Most upvoted comments

@Toxantron Npgsql 5.0 will be released at the same time as .NET 5.0, which means November 10th (two weeks away!). This is why I’m pushing out issues out of the release 😃 I’ve also updated the milestone with the date, thanks.

However, nothing is stopping us from making a 5.1 release at some point after 5.0, without waiting for .NET 6.0.

@roji I don’t have a concrete proposal yet. I agree with your points, especially that #2929 could be generally useful. That feature would probably be useful for me even if if the pool was fully optimized for my “sparse usage” case, as it will improve the behavior when load suddenly increases.

@Kharos do you have a concrete proposal in mind for changing the pruning algorithm? We chose a sampling-based approach because we didn’t want pruning to impact the hot paths of opening and closing pooled connections. That indeed will always have the disadvantage of missing activity that happens between the samples (like any sampling-based approach), but the alternative seems like it would slow down everyone for an issue that doesn’t seem to affect many.

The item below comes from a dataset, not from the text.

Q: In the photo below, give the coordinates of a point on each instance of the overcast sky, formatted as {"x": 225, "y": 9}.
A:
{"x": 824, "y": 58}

As you wrote, it’s unlikely for a single pruning algorithm to fit all needs. #2929 does seem like it could be helpful in the general case, and that (with possibly tweaked MinPoolSize and MaxPoolSize) may provide a decent solution.

I’m also not against publicly exposing the necessary APIs to allow people to do their own pooling, although to do this properly we’d need to do quite a bit of design work, I think.

In any case, since 5.0 is coming up very soon and we don’t have a clear idea of what we want to do here, I’m going to move this out to 6.0, at least for now. Of course we can continue the discussion.

I am using the default of 10, yes. I can play with that parameter as well when I revisit it. As I wrote above it is “not nice” but in the greater picture it is not a problem, we have bigger fish to fry if we want to optimize our code.